On April 30, a research professor at the center of the so-called “climate wars” came to Fordham to talk about rising carbon dioxide emissions and the science that shows they need to be curtailed.
The speaker was Michael E. Mann, Ph.D., director of the Earth System Science Center at Pennsylvania State University, whose research helped the Intergovernmental Panel on Climate Change secure a Nobel Peace Prize in 2007 and who has authored two books on the topic. Mann has been the target of climate change deniers, who hacked into his e-mail account in an attempt to discredit him.
He spoke at the Rose Hill campus and was introduced by Stephen Holler, Ph.D., assistant professor in the Department of Physics and Engineering Physics.
Mann started with a basic description of greenhouse effect, caused by the buildup of carbon dioxide that “traps” part of the infrared radiation emitted by the Earth. The resulting warming is amplified by feedback mechanisms such as increased evaporation, which boosts the amount of airborne water vapor that, in turn, acts as a greenhouse gas as well, he said.

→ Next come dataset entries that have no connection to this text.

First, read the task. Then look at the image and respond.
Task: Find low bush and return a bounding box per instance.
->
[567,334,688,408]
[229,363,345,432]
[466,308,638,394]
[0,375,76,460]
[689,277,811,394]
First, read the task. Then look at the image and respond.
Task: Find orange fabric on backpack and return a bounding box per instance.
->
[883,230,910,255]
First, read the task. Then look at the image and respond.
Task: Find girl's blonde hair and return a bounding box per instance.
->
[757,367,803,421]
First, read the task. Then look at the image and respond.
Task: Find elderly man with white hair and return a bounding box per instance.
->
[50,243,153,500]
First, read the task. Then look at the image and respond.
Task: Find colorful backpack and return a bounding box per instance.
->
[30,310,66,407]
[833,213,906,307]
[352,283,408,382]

In 2013, carbon dioxide concentration in the atmosphere surpassed 400 parts per million for the first time, he said. If there’s no change in the burning of fossil fuels, levels will reach 450 parts per million in a matter of just decades. By the mid-21st century, it will be be double the level that existed in preindustrial times. Meanwhile, he said, the earth’s temperature has ticked up just as expected.
“Everything I told you thus far wasn’t based on climate models; it was based on simple physics that we’ve known about for two centuries—irrefutable measurements that tell us we’re changing the composition of the atmosphere in an unprecedented manner and that the Earth is warming up as we expect it to,” he said.
“Scientists around the world would be completely stumped … if the Earth were not warming up,” he said.
Mann discussed climate change projections based on computer models, saying that one of the more benign projections—that the Earth will experience an increase in global temperatures of 2 degrees Celsius, compared to preindustrial times, if nothing is done—“puts us firmly into the danger zone.”
“You start to see bad things happen when you talk about human health, water resources, food, national security, our economy, biodiversity, and across the board,” he said.
Such an increase could be three degrees higher, he said—“the difference between a problem that would be moderate, and which we could adapt to, and a problem that would be catastrophic.”
“Some people say, ‘Well, it’s uncertain—maybe we’ll be lucky,’” he said. “It’s true, maybe we’ll get lucky. But maybe we’ll get unlucky.”
Invoking the example of a cost-benefit analysis, he said, “we buy fire insurance not because we think our homes are going to burn down, but because if they did burn down it would be catastrophic. It’s a very low-probability event with an effectively infinite cost to us [because]it ruins our lives if it happens.”
“I would argue that reducing greenhouse gas emission is a planetary insurance policy” because of the possibility that the worst projections could come true, he said.